Entretenemos la espera observando el panorama que nos rodea… A pocos metros de nosotros, un enorme camión gris contiene algo que se parece a un grupo electrógeno: “Es un equipo de rayos-X”, me dice Antonio, “eligen algunos coches al azar, los alinean al lado del camión, y les retrata las entrañas. Ese juguetito cuesta un dineral”. No lo dudo.

De repente, se arma un jaleo en los alrededores del ferry; empiezan a aparecer policías corriendo, uniformados y de paisano. Al rato, se presentan Jorge y Manolo con el Defender: “¿Habéis visto la movida?”, exclama Jorge, “llevábamos un polizón a bordo, lo han descubierto, y han salido tras él”. Esto sí que es una novedad: que intenten entrar ilegalmente a España es algo que sucede a diario, pero no sabía que eso también pasaba en dirección contraria…

El tipo bipolar de la aduana sigue con su guerra psicológica: siempre falta una firma, o algún número, o una letra que no acaban de entender… Finalmente nos devuelven los documentos sellados, “Bienvenue!”, nos exclama, dándose aires de importancia. Por fin rebasamos la verja… Pero no iremos muy lejos, ya que a menos de cien metros hay una oficina de cambio de divisas. Está prohibido el comercio con dirhams fuera del país, lo que obliga a cambiar moneda autóctona nada más llegar… y deshacerse de ellos justo antes de partir.
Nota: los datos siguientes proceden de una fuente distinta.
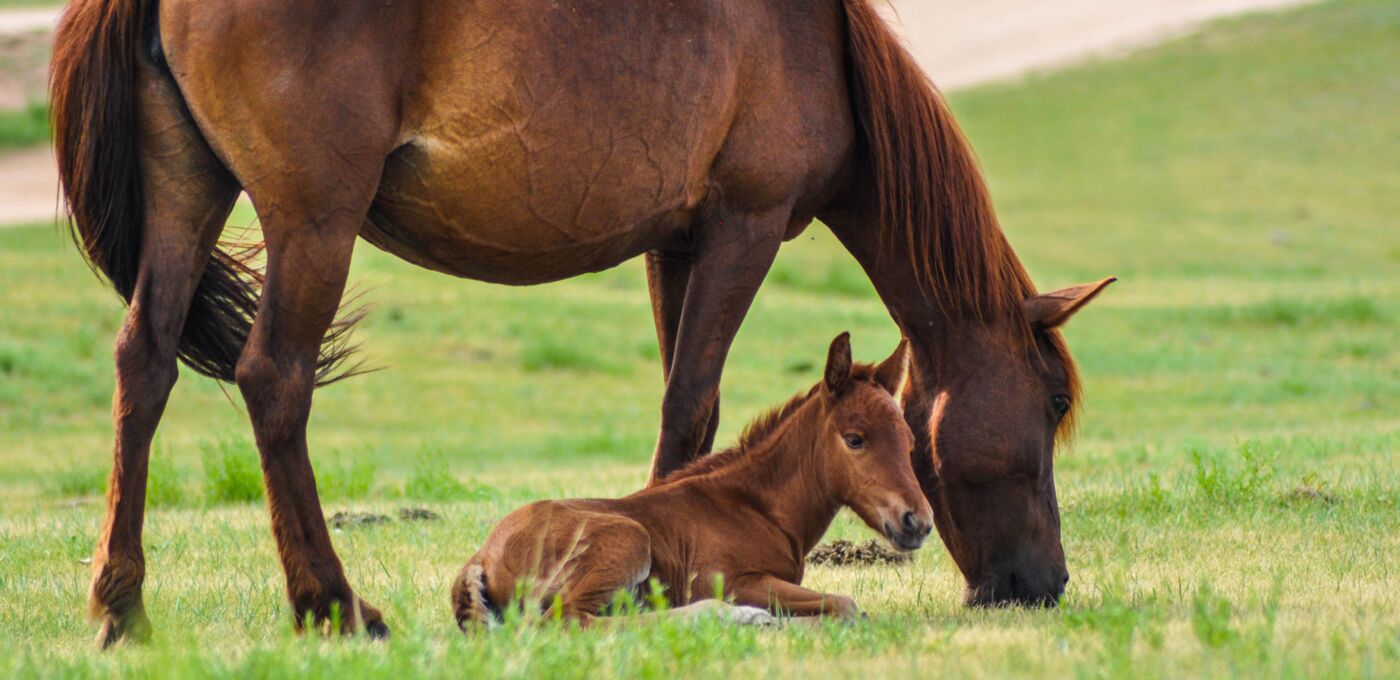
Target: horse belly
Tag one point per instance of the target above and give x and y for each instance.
(482, 209)
(546, 140)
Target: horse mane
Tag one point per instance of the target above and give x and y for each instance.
(760, 431)
(931, 195)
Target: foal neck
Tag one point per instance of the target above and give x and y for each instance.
(786, 477)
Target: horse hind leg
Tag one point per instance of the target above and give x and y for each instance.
(188, 199)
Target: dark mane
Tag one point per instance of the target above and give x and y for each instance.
(760, 431)
(930, 190)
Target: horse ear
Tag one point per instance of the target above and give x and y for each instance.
(837, 364)
(1052, 309)
(892, 372)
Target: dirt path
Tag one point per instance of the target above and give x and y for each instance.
(959, 42)
(963, 42)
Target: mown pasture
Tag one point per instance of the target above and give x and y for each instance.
(1229, 504)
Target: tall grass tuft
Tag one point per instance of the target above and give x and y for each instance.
(231, 472)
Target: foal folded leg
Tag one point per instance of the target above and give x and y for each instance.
(188, 197)
(310, 244)
(732, 255)
(611, 554)
(790, 599)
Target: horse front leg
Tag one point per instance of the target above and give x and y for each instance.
(308, 259)
(668, 276)
(188, 199)
(731, 258)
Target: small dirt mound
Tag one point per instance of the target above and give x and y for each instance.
(844, 553)
(419, 515)
(1309, 494)
(352, 519)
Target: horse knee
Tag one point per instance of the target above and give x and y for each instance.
(276, 392)
(146, 371)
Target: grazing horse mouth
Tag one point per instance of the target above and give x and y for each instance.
(903, 542)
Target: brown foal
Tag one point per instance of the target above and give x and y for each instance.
(745, 518)
(521, 142)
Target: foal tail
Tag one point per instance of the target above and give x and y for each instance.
(100, 49)
(469, 600)
(928, 186)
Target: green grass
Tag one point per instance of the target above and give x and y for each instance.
(1229, 508)
(25, 128)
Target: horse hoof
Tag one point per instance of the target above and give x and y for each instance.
(132, 627)
(377, 630)
(751, 616)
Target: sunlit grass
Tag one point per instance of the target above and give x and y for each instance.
(1229, 507)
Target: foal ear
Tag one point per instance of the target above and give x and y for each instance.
(837, 364)
(1052, 309)
(892, 372)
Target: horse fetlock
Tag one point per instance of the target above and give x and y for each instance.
(116, 585)
(339, 616)
(129, 624)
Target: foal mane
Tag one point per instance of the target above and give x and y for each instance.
(760, 431)
(931, 195)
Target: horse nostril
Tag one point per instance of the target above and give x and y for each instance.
(912, 523)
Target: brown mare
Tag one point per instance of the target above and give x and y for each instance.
(522, 142)
(744, 518)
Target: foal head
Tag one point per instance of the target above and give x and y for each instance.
(865, 447)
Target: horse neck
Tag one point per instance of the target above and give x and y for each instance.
(786, 479)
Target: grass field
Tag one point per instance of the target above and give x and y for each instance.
(1231, 505)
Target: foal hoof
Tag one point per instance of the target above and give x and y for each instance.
(751, 616)
(377, 630)
(130, 627)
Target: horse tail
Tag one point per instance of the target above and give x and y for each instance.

Hacemos un rapidísimo tutorial con la moneda marroquí: once dirhams equivalen  a un euro, hay billetes a partir de 5 dirhams, y monedas de un valor tan pequeño que nos preguntamos qué clase de negocios se pueden hacer con ellas.

Antonio está junto a su veterana BMW GS-1150; todavía está montada en el remolque del Defender, será la que abrirá la comitiva. Varios expedicionarios rodean a la moto, me pregunto cómo la vamos a bajar al suelo si no hay ninguna rampa a la vista… Aún no he acabado de madurar este razonamiento, cuando la aúpan a peso y la depositan en el suelo.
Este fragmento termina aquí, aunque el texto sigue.